A Contradição que Persiste na Matriz Energética
Apesar do corte de 42%, é crucial contextualizar que o Brasil ainda mantém um volume colossal de incentivos aos combustíveis fósseis. O Inesc aponta que, mesmo com a redução, o país continua concedendo dezenas de bilhões de reais em benefícios fiscais e tributários a atividades de petróleo e gás. A diminuição de 42% representa um avanço, mas a conta dos subsídios remanescentes ainda é extremamente alta.
O grande desafio da política energética é transformar essa redução pontual em uma política estrutural e permanente. Muitos dos incentivos restantes estão enraizados em legislações complexas e antigas, favorecendo a exploração, produção e refino de petróleo e gás. A transição energética plena exige o desmonte progressivo e planejado de todo o arcabouço de benefícios fiscais que distorcem o mercado em favor dos Gases de Efeito Estufa (GEE).
O Risco de Atender ao Acordo de Paris no “Gerúndio”

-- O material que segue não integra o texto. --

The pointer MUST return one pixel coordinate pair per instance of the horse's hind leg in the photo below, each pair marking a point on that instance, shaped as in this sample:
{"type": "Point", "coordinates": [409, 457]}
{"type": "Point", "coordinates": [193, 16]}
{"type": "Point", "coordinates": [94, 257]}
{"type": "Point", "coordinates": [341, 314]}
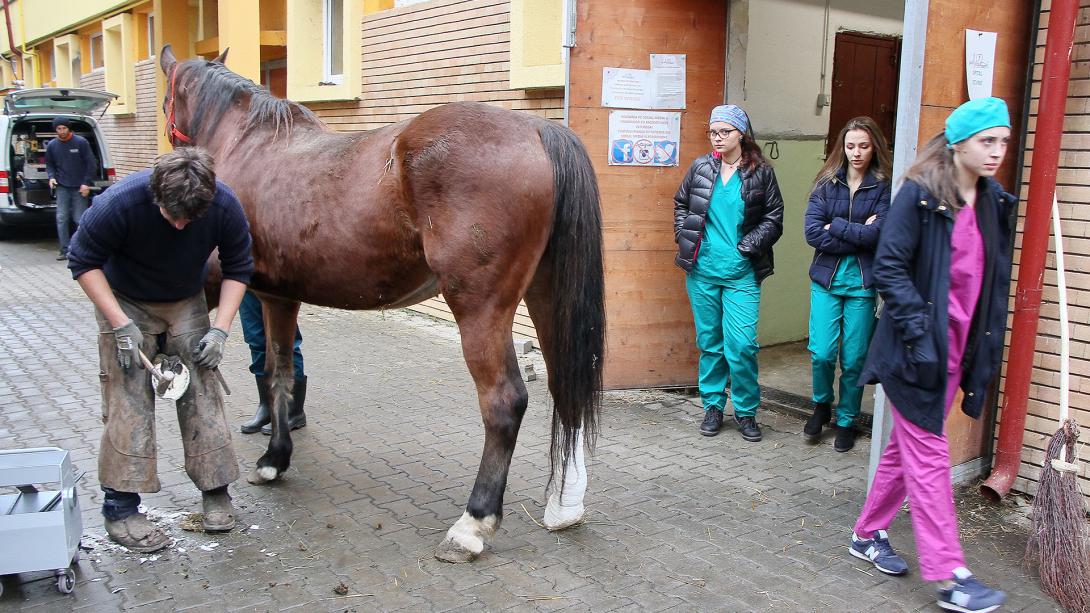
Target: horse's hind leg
{"type": "Point", "coordinates": [486, 345]}
{"type": "Point", "coordinates": [279, 368]}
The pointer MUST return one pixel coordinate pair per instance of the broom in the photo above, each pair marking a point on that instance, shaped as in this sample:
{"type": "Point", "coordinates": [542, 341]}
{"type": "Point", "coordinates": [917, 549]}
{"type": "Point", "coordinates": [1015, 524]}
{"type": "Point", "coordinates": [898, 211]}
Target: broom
{"type": "Point", "coordinates": [1058, 541]}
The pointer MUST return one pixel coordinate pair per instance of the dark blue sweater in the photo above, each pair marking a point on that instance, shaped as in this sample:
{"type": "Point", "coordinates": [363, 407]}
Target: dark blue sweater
{"type": "Point", "coordinates": [71, 163]}
{"type": "Point", "coordinates": [145, 257]}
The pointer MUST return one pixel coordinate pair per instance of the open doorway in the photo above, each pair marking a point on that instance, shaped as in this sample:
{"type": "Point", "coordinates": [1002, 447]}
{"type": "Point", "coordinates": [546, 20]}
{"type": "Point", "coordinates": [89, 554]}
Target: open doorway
{"type": "Point", "coordinates": [864, 82]}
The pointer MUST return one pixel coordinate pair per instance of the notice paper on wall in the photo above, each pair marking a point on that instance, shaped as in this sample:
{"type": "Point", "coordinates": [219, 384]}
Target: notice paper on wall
{"type": "Point", "coordinates": [979, 62]}
{"type": "Point", "coordinates": [661, 87]}
{"type": "Point", "coordinates": [644, 137]}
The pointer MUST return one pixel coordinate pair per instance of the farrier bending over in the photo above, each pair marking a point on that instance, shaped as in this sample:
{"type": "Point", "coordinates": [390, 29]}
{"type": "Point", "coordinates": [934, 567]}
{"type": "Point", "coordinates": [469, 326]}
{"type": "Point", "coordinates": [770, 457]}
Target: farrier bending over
{"type": "Point", "coordinates": [141, 255]}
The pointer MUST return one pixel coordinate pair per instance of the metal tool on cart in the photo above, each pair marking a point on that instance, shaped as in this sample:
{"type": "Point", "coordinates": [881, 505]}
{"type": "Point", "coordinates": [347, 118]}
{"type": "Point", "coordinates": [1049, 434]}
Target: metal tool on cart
{"type": "Point", "coordinates": [39, 529]}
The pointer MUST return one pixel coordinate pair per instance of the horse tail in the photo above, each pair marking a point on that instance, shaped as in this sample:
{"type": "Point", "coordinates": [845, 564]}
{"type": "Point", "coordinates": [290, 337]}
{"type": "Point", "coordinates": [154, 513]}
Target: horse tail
{"type": "Point", "coordinates": [573, 256]}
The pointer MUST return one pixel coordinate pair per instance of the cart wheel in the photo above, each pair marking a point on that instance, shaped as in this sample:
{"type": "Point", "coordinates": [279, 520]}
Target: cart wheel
{"type": "Point", "coordinates": [65, 580]}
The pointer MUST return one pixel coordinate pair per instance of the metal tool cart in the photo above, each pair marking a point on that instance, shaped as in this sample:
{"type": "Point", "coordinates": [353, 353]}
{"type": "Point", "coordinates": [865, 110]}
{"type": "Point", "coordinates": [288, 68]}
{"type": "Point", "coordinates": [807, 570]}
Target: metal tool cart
{"type": "Point", "coordinates": [39, 528]}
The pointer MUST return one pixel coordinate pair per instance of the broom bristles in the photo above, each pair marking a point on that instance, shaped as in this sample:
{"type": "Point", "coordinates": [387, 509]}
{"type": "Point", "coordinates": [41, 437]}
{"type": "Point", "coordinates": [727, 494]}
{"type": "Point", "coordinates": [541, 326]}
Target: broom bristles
{"type": "Point", "coordinates": [1058, 541]}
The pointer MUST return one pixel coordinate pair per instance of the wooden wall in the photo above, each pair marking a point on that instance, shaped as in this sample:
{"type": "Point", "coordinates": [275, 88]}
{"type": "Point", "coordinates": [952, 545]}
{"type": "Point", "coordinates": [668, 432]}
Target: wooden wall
{"type": "Point", "coordinates": [1074, 195]}
{"type": "Point", "coordinates": [944, 88]}
{"type": "Point", "coordinates": [132, 139]}
{"type": "Point", "coordinates": [650, 335]}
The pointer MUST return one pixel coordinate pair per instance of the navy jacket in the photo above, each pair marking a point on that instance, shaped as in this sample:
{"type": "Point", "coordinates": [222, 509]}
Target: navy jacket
{"type": "Point", "coordinates": [71, 163]}
{"type": "Point", "coordinates": [911, 273]}
{"type": "Point", "coordinates": [145, 257]}
{"type": "Point", "coordinates": [848, 235]}
{"type": "Point", "coordinates": [762, 223]}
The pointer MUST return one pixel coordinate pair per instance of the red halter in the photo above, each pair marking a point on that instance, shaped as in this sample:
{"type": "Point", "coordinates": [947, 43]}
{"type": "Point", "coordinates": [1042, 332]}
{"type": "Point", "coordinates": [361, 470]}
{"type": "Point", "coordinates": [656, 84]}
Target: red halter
{"type": "Point", "coordinates": [172, 131]}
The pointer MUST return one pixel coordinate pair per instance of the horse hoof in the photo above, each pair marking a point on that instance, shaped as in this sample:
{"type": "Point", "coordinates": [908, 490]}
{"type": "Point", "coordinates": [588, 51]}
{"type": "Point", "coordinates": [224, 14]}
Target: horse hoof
{"type": "Point", "coordinates": [559, 517]}
{"type": "Point", "coordinates": [263, 475]}
{"type": "Point", "coordinates": [450, 551]}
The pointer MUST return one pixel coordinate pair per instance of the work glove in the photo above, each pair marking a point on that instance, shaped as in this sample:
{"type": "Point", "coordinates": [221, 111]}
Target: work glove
{"type": "Point", "coordinates": [209, 349]}
{"type": "Point", "coordinates": [129, 339]}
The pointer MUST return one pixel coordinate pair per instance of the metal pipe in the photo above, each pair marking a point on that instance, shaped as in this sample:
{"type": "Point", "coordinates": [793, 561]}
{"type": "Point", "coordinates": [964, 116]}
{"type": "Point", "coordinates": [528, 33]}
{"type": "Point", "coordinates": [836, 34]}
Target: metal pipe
{"type": "Point", "coordinates": [11, 39]}
{"type": "Point", "coordinates": [1042, 188]}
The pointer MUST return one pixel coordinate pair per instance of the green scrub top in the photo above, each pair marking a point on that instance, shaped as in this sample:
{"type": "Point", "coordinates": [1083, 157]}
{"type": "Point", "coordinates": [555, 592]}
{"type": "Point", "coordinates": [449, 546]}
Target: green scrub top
{"type": "Point", "coordinates": [718, 259]}
{"type": "Point", "coordinates": [848, 279]}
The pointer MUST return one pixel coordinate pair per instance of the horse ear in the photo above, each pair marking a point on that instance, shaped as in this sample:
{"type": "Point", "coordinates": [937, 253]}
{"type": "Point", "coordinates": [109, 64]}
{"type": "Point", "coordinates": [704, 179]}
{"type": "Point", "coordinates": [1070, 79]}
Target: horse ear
{"type": "Point", "coordinates": [167, 59]}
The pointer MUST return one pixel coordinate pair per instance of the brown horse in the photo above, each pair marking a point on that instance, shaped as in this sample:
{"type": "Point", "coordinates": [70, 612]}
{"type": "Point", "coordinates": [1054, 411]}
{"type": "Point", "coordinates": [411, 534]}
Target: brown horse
{"type": "Point", "coordinates": [487, 206]}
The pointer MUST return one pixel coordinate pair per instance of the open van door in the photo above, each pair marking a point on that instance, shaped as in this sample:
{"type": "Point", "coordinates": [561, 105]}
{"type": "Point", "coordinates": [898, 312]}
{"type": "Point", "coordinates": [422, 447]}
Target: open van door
{"type": "Point", "coordinates": [57, 100]}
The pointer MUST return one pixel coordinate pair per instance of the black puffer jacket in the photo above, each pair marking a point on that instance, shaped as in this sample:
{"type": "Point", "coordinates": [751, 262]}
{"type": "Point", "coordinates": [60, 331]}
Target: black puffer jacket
{"type": "Point", "coordinates": [762, 225]}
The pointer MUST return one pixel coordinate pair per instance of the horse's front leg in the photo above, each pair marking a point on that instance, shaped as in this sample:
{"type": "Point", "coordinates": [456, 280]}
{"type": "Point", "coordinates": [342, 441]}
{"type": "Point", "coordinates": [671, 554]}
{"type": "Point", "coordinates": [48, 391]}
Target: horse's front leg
{"type": "Point", "coordinates": [279, 368]}
{"type": "Point", "coordinates": [503, 397]}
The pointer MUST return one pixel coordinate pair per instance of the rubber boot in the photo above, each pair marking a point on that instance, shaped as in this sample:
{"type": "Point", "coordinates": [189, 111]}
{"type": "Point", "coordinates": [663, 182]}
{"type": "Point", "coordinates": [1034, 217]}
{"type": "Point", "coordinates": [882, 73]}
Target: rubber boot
{"type": "Point", "coordinates": [262, 417]}
{"type": "Point", "coordinates": [297, 418]}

O debate sobre a manutenção de benefícios ao petróleo e gás coloca em xeque a credibilidade do Brasil em relação aos seus compromissos internacionais. Analistas alertam que a manutenção dos subsídios restantes pode elevar as emissões brasileiras em mais de 20% até 2050. Esse cenário ameaça diretamente o cumprimento do Acordo de Paris e desvaloriza a liderança que o Brasil busca na agenda climática.
A política energética precisa harmonizar as metas de produção de petróleo e gás (importantes para a balança comercial) com a urgência da descarbonização. O setor elétrico limpo, com sua expansão em eólica e solar, já faz sua parte, mas o elo fraco está nos transportes e na indústria pesada. Os recursos economizados com a redução dos subsídios a combustíveis fósseis deveriam ser realocados diretamente para acelerar a eletrificação e a adoção de biocombustíveis avançados.
Oportunidade Estrutural para Investimento em Renováveis
A queda dos subsídios é uma janela de oportunidade para o mercado de renováveis e eficiência energética. O Brasil precisa de um planejamento que não apenas corte gastos com fósseis, mas que também destrave o capital para projetos limpos. Isso significa simplificar a regulação, garantir linhas de crédito verde e acelerar a infraestrutura de transmissão para conectar as novas usinas renováveis e as usinas de biometano aos centros de consumo.
A redução de R$ 47 bilhões em incentivos cria um precedente poderoso: é possível desonerar o estado e, ao mesmo tempo, impulsionar a agenda climática. O próximo passo da política energética deve ser a criação de um fundo de transição energética que receba esses recursos e os utilize em pesquisa, desenvolvimento e apoio tecnológico para substituir o diesel e o carvão nos pontos mais críticos da matriz energética.
O Legado da Mudança: Além do Preço
A notícia da redução dos subsídios a combustíveis fósseis deve ser lida pelos profissionais do setor como um imperativo de mercado: a era da energia barata, mas suja, está se tornando insustentável financeiramente para o Estado. O Brasil caminha, ainda que lentamente, para precificar a descarbonização como um ativo estratégico.
O desafio agora é garantir que essa redução de 42% não seja um evento isolado, revertido em futuras crises de preço. A política energética exige coragem para formalizar a extinção dos subsídios a combustíveis fósseis remanescentes, garantindo que o Brasil utilize sua liderança em renováveis para construir um futuro energético verdadeiramente limpo, resiliente e descarbonizado. A transição energética se consolida quando o dinheiro público deixa de subsidiar o passado e passa a investir no futuro.